Совершенно несговорчивым сын Генералиссимуса был лишь в отношении заговорщиков. И Балагер не терял времени на ходатайство об их освобождении — судьба узников уже была решена, и то же самое ожидало Имберта и Амиаму, если их поймают, — впрочем, он не был твердо уверен, что это благоприятствовало бы его планам. А времена и на самом деле менялись. Настроение толпы переменчиво. Доминиканец, оголтелый трухилист до 30 мая 1961 года, вырвал бы глаза и сердце у Хуана Томаса Диаса, Антонио де-ла-Масы, Эстрельи Садкалы, Луиса Амиамы, Уаскара Техеды, Педро Ливио Седеньо, Фифи Пасторисы, Антонио Имберта и прочих, с ними связанных, попадись они им тогда в руки. Однако прирожденная мистическая связанность с Хозяином, в которой доминиканец прожил тридцать один год, улетучивалась.

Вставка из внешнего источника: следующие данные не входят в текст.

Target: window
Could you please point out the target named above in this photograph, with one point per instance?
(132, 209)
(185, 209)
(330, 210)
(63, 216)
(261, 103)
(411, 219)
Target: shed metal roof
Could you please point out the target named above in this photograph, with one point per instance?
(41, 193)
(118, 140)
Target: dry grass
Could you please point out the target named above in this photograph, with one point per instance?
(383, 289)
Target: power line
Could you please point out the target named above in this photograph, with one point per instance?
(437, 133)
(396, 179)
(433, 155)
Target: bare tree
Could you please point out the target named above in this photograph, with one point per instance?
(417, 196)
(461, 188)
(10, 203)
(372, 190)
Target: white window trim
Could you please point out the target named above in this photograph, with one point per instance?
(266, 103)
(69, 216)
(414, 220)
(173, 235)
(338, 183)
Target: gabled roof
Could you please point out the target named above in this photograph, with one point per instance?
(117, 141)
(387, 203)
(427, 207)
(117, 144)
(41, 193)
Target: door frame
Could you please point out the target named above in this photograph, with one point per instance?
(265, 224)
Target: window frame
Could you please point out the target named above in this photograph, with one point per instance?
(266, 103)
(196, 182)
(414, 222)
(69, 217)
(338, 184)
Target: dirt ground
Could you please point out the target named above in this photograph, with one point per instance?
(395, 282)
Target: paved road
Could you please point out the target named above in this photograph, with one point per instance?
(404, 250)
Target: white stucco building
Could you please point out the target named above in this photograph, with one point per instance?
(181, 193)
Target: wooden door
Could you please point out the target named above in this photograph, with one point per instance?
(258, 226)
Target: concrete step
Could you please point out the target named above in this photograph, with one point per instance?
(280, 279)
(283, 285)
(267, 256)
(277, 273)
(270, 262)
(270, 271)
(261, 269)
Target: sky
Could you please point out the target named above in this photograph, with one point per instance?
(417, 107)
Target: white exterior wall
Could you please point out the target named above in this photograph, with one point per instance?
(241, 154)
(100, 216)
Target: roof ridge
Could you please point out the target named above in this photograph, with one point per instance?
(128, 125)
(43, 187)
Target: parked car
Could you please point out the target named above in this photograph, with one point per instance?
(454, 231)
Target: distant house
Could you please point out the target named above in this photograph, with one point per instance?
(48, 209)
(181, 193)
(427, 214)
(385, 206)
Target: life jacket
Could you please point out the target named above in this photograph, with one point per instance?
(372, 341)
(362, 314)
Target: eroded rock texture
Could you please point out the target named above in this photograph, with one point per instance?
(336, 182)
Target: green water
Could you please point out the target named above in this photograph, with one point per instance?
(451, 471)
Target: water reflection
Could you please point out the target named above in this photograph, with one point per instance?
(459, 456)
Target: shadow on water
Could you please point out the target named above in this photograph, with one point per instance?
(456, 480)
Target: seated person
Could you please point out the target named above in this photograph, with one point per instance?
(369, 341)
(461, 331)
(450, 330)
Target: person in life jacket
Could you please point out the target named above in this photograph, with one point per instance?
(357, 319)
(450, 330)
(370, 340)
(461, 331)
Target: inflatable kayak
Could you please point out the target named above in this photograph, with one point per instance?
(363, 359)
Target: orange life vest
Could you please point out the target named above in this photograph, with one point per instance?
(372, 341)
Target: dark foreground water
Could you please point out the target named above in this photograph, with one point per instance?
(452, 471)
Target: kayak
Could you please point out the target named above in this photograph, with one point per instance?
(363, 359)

Созываемые студентами, Гражданским союзом, движением «14 Июня» уличные митинги, поначалу малочисленные, собиравшие горстку запуганных людей, через месяц, через два, через три разрослись небывало. И не только в Санто-Доминго (президент Балагер держал наготове проект постановления о возвращении столице ее настоящего имени, который сенатор Чиринос, улучив момент, должен был провести через Конгресс при единодушном одобрении), где митинги иногда заполняли весь парк Независимости, но и в Сантьяго, Ла-Романе, Сан-Франсиско де-Мако-рис и других городах. Страх пропадал, росло неприятие Трухильо. Острое историческое чутье доктора Балагера подсказывало ему, что это новое чувство будет неудержимо расти. И в обстановке возрастающего народного антитрухилизма убийцы Трухильо превратятся в могущественные политические фигуры. Но кому это надо? А потому отклонил робкую попытку Ходячей Помойки, когда тот в качестве парламентского лидера нового, балагеристского, движения пришел посоветоваться с ним, не кажется ли ему, что постановление Конгресса об амнистировании заговорщиков по делу 30 Мая могло бы подвигнуть Организацию американских государств и Соединенные Штаты на отмену санкций.